»Come On«: Vor 60 Jahren erschien die erste Single der Rolling Stones
Als die Rolling Stones im Sommer 1963 ihre erste Single aufnehmen wollten, hielt sich die Begeisterung der Musiker über den Song in Grenzen. Eigene Kompositionen gab es noch nicht. Deshalb wurde die Coverversion eines Chuck-Berry-Stücks der Startschuß für die nun schon sechs Jahrzehnte währende Karriere der Rocklegenden. Am 7. Juni 1963 veröffentlichten die Stones ihre Debütsingle »Come On« beim britischen Plattenlabel Decca.
Vor allem Frontmann und Sänger Mick Jagger und Gitarrist Keith Richards, die bluesbegeisterten wichtigsten Songwriter der Band, sollen gegen die launige Nummer gewesen sein. Doch Stones-Manager Andrew Loog Oldham war der Ansicht, ein Cover eines bekannten Rock-'n'-Roll-Songs wäre strategisch am besten geeignet als Debüt für die Gruppe, zu der damals neben Charlie Watts am Schlagzeug noch der Gitarrist Brian Jones und der Bassist Bill Wyman gehörten. Und Oldham, der erst 19 und damit jünger als alle anderen war, setzte sich durch.

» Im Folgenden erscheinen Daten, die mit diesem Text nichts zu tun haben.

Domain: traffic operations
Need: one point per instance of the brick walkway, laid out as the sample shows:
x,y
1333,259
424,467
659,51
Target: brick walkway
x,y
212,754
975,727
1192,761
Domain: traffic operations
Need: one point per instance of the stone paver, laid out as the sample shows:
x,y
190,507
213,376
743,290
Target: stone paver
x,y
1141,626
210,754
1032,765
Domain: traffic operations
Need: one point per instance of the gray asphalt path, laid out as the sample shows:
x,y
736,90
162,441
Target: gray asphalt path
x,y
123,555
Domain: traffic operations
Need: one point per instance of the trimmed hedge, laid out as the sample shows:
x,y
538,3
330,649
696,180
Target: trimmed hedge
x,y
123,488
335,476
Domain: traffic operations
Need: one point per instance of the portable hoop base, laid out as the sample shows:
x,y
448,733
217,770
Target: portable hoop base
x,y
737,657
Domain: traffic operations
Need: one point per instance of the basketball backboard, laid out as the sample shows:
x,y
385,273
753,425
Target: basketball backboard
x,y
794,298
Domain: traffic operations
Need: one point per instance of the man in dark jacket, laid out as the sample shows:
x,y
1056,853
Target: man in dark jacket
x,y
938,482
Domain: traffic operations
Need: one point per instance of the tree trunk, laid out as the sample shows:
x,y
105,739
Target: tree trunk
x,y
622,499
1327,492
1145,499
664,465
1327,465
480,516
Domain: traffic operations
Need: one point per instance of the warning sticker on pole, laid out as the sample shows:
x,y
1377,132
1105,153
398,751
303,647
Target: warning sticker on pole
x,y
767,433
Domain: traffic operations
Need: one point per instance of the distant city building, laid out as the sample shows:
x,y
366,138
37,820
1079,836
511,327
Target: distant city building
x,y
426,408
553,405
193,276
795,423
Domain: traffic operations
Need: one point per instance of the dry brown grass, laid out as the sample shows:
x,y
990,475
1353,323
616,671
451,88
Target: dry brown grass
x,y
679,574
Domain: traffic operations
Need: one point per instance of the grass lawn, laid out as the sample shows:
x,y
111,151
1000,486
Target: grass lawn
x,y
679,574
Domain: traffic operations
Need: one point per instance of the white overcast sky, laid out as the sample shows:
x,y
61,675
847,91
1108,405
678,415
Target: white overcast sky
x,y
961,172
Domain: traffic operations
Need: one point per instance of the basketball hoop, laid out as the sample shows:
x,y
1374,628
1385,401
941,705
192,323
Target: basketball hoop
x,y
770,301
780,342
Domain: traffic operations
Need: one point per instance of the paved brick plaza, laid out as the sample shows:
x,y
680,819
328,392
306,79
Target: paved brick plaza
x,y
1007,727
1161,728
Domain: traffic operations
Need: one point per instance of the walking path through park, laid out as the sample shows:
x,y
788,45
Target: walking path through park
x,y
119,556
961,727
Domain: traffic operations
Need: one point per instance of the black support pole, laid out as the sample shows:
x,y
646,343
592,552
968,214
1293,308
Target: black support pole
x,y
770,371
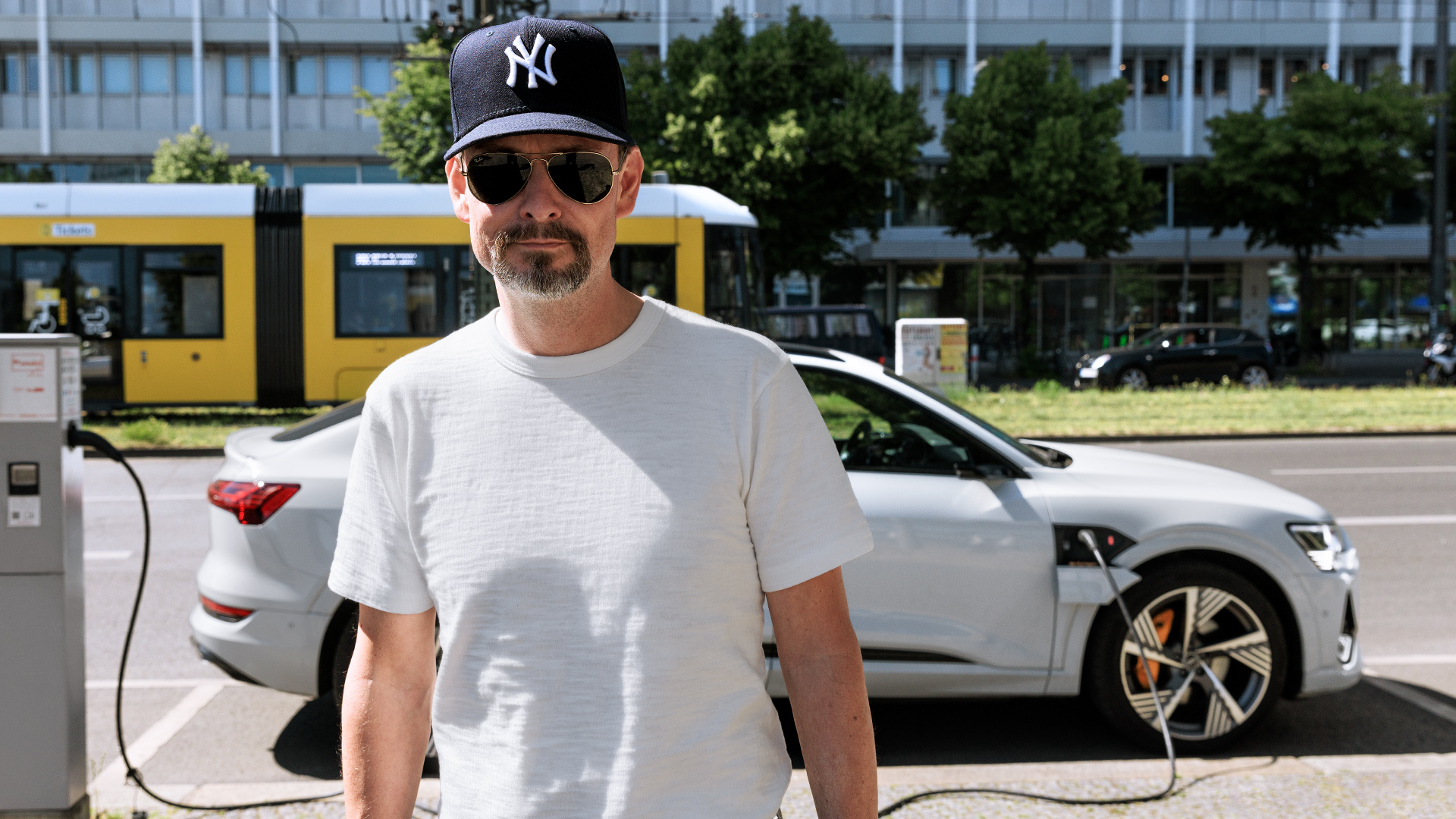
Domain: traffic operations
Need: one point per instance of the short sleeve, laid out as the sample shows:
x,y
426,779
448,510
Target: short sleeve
x,y
375,561
802,513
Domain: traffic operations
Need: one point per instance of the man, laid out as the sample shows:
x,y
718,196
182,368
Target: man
x,y
595,493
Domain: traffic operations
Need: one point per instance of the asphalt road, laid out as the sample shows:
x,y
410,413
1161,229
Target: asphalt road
x,y
251,735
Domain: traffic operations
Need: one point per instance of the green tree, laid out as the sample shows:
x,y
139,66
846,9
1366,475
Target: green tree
x,y
1034,161
196,158
1323,168
783,123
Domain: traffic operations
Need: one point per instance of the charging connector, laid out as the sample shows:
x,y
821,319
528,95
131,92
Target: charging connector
x,y
1090,539
74,436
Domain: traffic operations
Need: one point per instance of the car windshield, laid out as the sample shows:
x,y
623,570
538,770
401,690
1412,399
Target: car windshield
x,y
962,411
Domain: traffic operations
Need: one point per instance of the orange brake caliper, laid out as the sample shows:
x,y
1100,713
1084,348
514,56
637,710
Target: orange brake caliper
x,y
1164,623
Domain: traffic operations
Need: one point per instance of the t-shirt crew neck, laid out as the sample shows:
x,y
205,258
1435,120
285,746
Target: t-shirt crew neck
x,y
579,363
596,534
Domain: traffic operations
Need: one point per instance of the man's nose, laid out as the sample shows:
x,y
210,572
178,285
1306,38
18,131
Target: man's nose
x,y
541,200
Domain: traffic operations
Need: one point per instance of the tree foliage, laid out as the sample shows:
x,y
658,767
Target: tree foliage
x,y
783,123
196,158
1323,168
1034,161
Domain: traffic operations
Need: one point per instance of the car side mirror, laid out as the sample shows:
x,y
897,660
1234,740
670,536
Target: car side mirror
x,y
983,472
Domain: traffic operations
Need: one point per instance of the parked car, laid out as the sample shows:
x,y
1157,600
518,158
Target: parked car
x,y
852,328
1183,354
977,586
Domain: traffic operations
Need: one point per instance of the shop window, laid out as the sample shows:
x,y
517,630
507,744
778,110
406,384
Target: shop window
x,y
389,292
181,292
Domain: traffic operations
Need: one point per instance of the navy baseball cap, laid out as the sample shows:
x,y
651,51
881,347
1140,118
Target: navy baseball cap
x,y
536,76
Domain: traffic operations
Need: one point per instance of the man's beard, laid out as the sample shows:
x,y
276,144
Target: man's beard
x,y
536,279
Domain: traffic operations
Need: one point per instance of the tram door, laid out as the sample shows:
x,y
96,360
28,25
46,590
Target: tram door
x,y
74,290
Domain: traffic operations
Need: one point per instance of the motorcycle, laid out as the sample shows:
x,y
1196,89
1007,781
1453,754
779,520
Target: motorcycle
x,y
1440,359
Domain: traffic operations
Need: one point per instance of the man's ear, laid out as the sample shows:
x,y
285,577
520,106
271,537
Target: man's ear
x,y
460,197
631,183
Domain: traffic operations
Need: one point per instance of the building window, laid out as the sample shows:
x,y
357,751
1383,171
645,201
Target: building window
x,y
115,74
261,76
944,76
1155,77
152,71
303,76
338,76
184,67
181,292
1292,71
80,74
375,74
389,292
234,74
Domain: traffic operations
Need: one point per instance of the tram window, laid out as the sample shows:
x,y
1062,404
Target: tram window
x,y
181,292
391,292
647,270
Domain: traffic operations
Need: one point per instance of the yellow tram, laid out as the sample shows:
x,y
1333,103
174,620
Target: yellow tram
x,y
287,297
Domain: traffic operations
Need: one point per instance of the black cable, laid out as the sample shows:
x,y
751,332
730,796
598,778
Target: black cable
x,y
1163,720
83,438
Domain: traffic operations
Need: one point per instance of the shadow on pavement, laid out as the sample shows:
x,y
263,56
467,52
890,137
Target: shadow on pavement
x,y
960,732
309,744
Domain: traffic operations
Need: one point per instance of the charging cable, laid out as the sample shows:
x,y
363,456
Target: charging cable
x,y
1152,682
76,436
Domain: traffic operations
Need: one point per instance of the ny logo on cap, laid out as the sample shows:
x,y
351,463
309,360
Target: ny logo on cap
x,y
528,60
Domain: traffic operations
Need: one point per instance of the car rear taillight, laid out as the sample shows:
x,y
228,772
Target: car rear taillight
x,y
253,503
231,614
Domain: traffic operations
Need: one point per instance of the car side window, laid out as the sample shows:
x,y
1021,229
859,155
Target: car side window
x,y
884,431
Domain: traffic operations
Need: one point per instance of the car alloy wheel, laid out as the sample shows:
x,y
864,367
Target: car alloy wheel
x,y
1216,651
1133,378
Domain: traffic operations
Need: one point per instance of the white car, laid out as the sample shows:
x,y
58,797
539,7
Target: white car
x,y
977,586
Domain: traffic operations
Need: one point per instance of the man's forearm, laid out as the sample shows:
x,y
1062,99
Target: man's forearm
x,y
386,722
819,654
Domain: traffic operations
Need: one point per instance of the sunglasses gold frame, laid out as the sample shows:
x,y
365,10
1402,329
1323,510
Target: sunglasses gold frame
x,y
533,159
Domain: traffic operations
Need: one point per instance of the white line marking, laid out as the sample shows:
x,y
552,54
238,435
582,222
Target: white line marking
x,y
1414,697
146,746
123,499
1398,521
143,682
1413,661
1365,471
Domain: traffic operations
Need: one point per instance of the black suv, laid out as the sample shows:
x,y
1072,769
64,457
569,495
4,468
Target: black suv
x,y
1183,354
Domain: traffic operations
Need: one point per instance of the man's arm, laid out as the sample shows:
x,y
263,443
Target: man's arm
x,y
826,679
386,713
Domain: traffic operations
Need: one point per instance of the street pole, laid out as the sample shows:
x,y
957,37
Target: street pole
x,y
1438,293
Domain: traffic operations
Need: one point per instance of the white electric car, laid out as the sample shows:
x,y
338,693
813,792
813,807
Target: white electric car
x,y
979,585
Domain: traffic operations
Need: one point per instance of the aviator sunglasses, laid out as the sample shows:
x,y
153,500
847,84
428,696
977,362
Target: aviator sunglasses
x,y
495,178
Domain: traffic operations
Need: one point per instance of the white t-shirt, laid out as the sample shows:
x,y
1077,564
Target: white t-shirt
x,y
596,534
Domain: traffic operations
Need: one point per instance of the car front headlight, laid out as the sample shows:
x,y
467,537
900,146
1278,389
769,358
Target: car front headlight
x,y
1324,542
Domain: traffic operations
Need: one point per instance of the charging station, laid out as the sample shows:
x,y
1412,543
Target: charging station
x,y
42,630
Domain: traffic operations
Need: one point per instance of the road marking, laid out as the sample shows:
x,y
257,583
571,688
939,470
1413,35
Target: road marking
x,y
1413,661
123,499
1414,697
1398,521
143,682
1365,471
146,746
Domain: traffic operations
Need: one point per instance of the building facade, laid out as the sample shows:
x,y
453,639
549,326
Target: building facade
x,y
88,88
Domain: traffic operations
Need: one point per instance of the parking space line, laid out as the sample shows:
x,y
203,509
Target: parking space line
x,y
1414,697
1398,521
146,746
1365,471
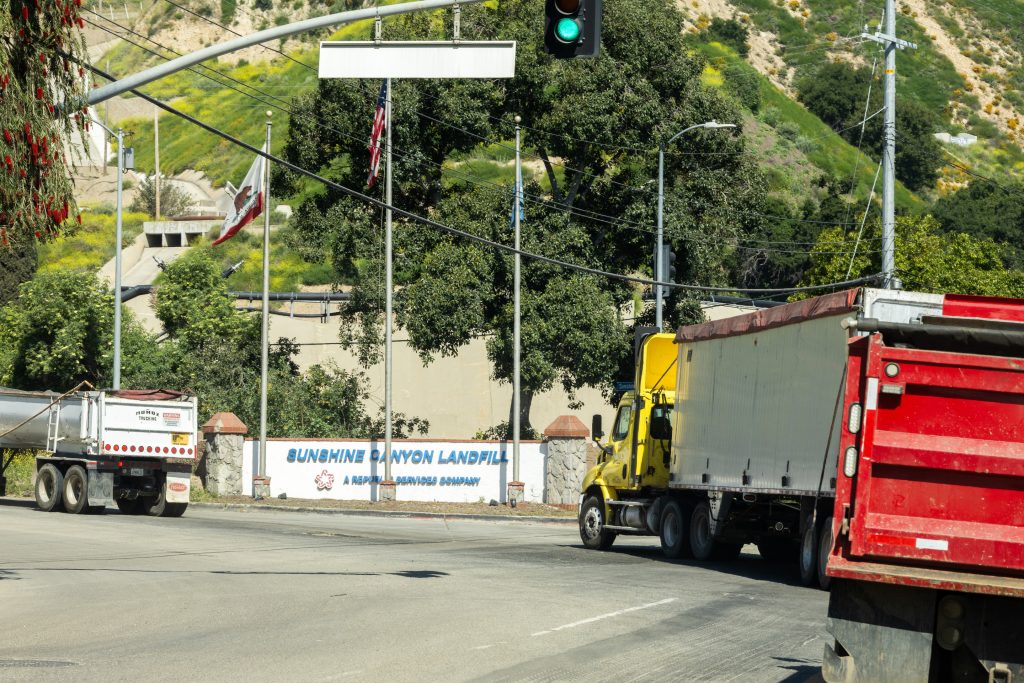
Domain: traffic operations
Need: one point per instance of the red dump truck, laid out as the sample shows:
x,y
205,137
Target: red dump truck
x,y
873,437
928,563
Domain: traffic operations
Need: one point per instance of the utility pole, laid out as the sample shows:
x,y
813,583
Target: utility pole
x,y
388,491
107,123
891,43
516,336
265,323
156,157
117,261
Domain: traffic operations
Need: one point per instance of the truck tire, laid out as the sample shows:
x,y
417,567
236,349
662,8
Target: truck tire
x,y
159,507
592,519
809,553
824,549
49,487
701,542
676,530
76,489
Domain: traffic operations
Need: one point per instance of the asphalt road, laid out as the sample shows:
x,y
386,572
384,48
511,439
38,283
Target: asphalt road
x,y
228,595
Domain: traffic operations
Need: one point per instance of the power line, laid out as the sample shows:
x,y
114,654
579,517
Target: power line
x,y
535,200
463,233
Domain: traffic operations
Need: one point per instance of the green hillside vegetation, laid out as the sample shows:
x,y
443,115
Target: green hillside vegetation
x,y
289,271
787,126
813,32
92,244
183,145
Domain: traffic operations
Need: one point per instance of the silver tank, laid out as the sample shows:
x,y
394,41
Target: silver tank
x,y
37,408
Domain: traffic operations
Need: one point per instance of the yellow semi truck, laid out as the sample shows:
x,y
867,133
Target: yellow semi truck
x,y
729,433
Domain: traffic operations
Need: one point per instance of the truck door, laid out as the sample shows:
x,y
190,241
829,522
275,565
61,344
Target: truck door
x,y
656,455
621,440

Elf Monate zuvor hatte die noch unerfahrene Band im weltbekannten Marquee Club in London erstmals ein Konzert als »The Rollin' Stones« gegeben. »Ich weiß noch, wie ich das Gefühl hatte, daß ich in einem großen Stadion spiele«, erinnerte sich Richards zum Jubiläum im Interview mit dpa. »Das Marquee war ungefähr der größte Club in London zu der Zeit. Und wir hatten vorher im Prinzip nur in Garagen gespielt.« Das änderte sich schnell.
Als Hausband im neuen und angesagten Crawdaddy Club im Londoner Stadtteil Richmond sorgte das Quintett Anfang 1963 für Furore und erspielte sich mit energiegeladenen Konzerten eine stetig wachsende Anhängerschaft. Dort wurden Oldham, der kurzzeitig als Publizist für die Beatles gearbeitet hatte, und sein Partner Eric Easton auf die Stones aufmerksam. Das findige Duo übernahm fortan das Management für die Band und handelte bald darauf den Vertrag mit Decca Records aus, die mit dem Beatles-Label EMI konkurrierten.
Am 10. Mai 1963 betraten Jagger, Richards, Jones, Wyman und Watts mit Oldham, der auch als Produzent agierte, die Olympic Studios in London. Der Aufnahmeprozeß in den renommierten Tonstudios, die erst 2009 geschlossen wurden, war für heutige Verhältnisse ziemlich kurz. In nur wenigen Stunden wurden »Come On«, dazu als B-Seite die von Willie Dixon geschriebene Bluesnummer »I Want To Be Loved« und Gerüchten zufolge noch weitere Songs eingespielt.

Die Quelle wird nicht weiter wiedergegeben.